Mistake 1: No Reconnection Logic

// BAD - Stays disconnected forever
const ws = new WebSocket('ws://localhost:3000');

// GOOD - Auto-reconnects
class ReconnectingWS extends WebSocket {
    // ... reconnection logic
}

Mistake 2: No Heartbeats

// BAD - Dead connections stay open
// No way to detect disconnection

// GOOD - Regular heartbeats
setInterval(() => ws.ping(), 30000);

Mistake 3: Not Checking readyState

// BAD - Throws error if not connected
ws.send('message');

// GOOD - Check before sending
if (ws.readyState === WebSocket.OPEN) {
    ws.send('message');
}

Mistake 4: Memory Leaks

// BAD - Connections never removed
const connections = [];
wss.on('connection', (ws) => {
    connections.push(ws);
    // Never removed on close!
});

// GOOD - Clean up on close
const connections = new Set();
wss.on('connection', (ws) => {
    connections.add(ws);
    ws.on('close', () => connections.delete(ws));
});

The Bottom Line

WebSockets enable real-time communication. But connections drop constantly in production.
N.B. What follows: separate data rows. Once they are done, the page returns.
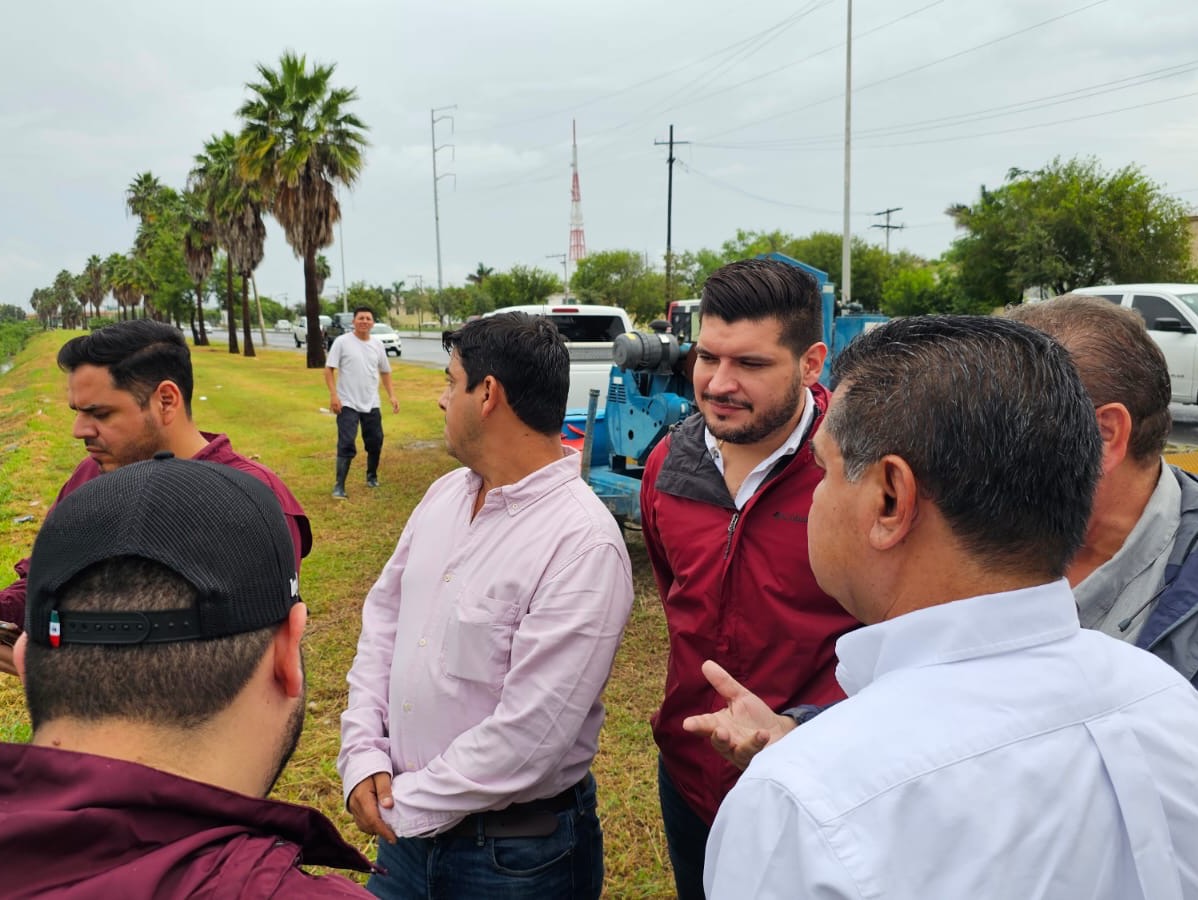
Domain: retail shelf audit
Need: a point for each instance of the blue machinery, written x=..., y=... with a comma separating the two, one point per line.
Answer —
x=649, y=391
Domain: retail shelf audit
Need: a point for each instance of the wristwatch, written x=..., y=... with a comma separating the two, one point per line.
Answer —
x=803, y=713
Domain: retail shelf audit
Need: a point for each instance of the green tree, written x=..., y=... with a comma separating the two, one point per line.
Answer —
x=199, y=248
x=298, y=143
x=621, y=278
x=1066, y=225
x=519, y=287
x=91, y=287
x=479, y=275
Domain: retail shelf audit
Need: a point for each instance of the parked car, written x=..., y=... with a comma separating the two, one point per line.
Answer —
x=1171, y=313
x=300, y=330
x=590, y=331
x=389, y=338
x=340, y=324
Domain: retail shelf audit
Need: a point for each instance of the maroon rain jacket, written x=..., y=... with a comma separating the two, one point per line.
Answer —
x=738, y=589
x=78, y=826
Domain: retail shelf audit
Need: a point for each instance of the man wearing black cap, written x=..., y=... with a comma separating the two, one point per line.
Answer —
x=129, y=385
x=165, y=686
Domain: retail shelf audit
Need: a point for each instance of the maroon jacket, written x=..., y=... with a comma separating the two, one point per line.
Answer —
x=218, y=450
x=79, y=826
x=737, y=589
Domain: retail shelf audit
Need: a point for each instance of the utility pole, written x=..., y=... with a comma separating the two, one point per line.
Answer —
x=888, y=228
x=846, y=254
x=566, y=269
x=436, y=205
x=670, y=162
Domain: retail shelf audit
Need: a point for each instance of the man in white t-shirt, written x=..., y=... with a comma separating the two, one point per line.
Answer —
x=355, y=366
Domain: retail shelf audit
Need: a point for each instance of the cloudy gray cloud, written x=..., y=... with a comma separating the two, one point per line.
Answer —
x=948, y=96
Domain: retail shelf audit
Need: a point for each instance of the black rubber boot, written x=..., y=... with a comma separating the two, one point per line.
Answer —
x=343, y=469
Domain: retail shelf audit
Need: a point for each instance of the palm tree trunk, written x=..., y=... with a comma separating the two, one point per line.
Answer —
x=203, y=339
x=258, y=304
x=312, y=309
x=244, y=315
x=233, y=321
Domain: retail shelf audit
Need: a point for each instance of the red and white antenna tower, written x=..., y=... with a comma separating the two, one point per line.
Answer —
x=578, y=241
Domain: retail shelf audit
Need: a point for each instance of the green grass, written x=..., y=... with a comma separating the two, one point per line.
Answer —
x=271, y=408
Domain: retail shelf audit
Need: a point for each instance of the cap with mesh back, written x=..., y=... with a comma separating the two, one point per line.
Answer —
x=218, y=529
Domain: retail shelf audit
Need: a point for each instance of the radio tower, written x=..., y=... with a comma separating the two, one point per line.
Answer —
x=578, y=241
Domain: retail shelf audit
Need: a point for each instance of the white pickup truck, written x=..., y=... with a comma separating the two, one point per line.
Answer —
x=590, y=331
x=300, y=330
x=1171, y=313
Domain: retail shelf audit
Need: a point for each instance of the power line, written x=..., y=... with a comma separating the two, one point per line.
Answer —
x=915, y=68
x=1027, y=106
Implement automatic reconnection with exponential backoff. Don't leave users disconnected.

Use heartbeats to detect dead connections. Close them before they timeout.

Scale with Redis pub/sub to share messages across multiple servers.

Queue messages when disconnected. Send them when reconnected.

Our chat worked in dev but dropped connections every few minutes in production. Added reconnection and heartbeats. Connection stability: 60% → 99%.

Build WebSockets properly from day one. Handle disconnections. Your users expect real-time to stay connected.